AI2020_Project/Report_Klaudia_Przybylska.md

4.1 KiB

Report - Individual Project Klaudia Przybylska

General information

In our project, our agent - garbage truck is collecting trash from dumpsters on the grid and then bringing it to the garbage dump. However to make sure that it wasn't sorted incorrectly or mixed on the way because the road was bumpy, wastes is checked again before the truck is emptied and is sorted accordingly. The program uses Random Forest Classifier to recognize five types of rubbish:

  • cardboard
  • glass
  • metal
  • paper
  • plastic Before running the program it is obligatory to unpack "Garbage classifier.rar" and "ClassificationGarbage.rar".

Extracting information from images

In order to use Random Forest Classifier to classify pictures, I used three global feature descriptors:

  • Hu Moments - responsible for capturing information about shapes because they have information about intensity and position of pixels. They are invariant to image transformations (unlike moments or central moments).
def hu_moments(image):
    gray = cv2.cvtColor(image, cv2.COLOR_BGR2GRAY)
    moments = cv2.moments(gray)
    huMoments = cv2.HuMoments(moments).flatten()
    return huMoments
  • Color histogram - representation of the distribution of colors in an image.
def histogram(image, mask=None):
    image = cv2.cvtColor(image, cv2.COLOR_BGR2HSV)
    hist  = cv2.calcHist([image], [0, 1, 2], None, [8, 8, 8], [0, 256, 0, 256, 0, 256])
    cv2.normalize(hist, hist)
    histogram = hist.flatten()
    return histogram
  • Haralick Texture is used to quantify an image based on texture (the consistency of patterns and colors in an image).
def haralick(image):
    gray = cv2.cvtColor(image, cv2.COLOR_BGR2GRAY)
    haralick = mahotas.features.haralick(gray).mean(axis=0)
    return haralick
  • All three features are then stacked into one matrix and used in training the classifier, and in the same way for testing it.
allFeatures = np.hstack([histo, hara, huMoments])

##Creating test and training sets Data is divided between two sets, where training set contains 80% of all data and test set only 20%. Images are randomly shuffled.

allFileNames = os.listdir(sourceDir)
np.random.shuffle(allFileNames)
trainingFileNames, testFileNames = np.split(np.array(allFileNames), [int(len(allFileNames) * (1 - testRatio))])

##Implementation Functions in garbageDumpSorting.py:

  • createSets - divides images between test and training set.

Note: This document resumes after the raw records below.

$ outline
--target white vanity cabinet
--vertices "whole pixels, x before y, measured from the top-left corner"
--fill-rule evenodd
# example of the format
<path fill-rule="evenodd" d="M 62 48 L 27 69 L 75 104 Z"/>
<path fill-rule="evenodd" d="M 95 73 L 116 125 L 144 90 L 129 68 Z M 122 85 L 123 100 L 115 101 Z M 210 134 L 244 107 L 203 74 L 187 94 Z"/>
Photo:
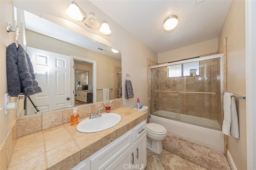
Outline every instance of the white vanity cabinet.
<path fill-rule="evenodd" d="M 72 169 L 144 169 L 147 163 L 145 127 L 144 121 Z"/>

This function should be run only once, unless the folders with training and test set are removed,
trainingFileNames, testFileNames = np.split(np.array(allFileNames), [int(len(allFileNames) * (1 - testRatio))])
  • huMoments, haralick, histogram - calculate global feature descriptors,
  • processTrainData, processTestData - both work in the same way, they iterate over files in train or test directory, saves features as a matrix and then saves results to h5 file, it is recommended to run it only once as it takes some time to finish.
allFeatures = np.hstack([histo, hara, huMoments])
  • trainAndTest - creates classifier, trains it and scores it,
clf  = RandomForestClassifier(n_estimators=100, max_depth=15, random_state=9)
  • classifyImage - predicts what kind of garbage is visible on a single image,
prediction = clf.predict(features)[0]
  • sortDump - checks what kinds of trash are inside the garbage truck and their quantity, empties the garbage truck and sorts its contents on the garbage dump.

##Changes in common part I created class garbageDump in which I store information about the quantity of trash present on the garbage dump. I had to add a small function to Garbagetruck class in order to remove wastes from the garbage truck. In main I initialize garbage dump and at the end I display its contents.

##Libraries The following libraries are required to run the program:

import os
import numpy as np
import shutil
import cv2
import mahotas
import h5py
from sklearn.preprocessing import LabelEncoder
from sklearn.preprocessing import MinMaxScaler
from sklearn.ensemble import RandomForestClassifier
import random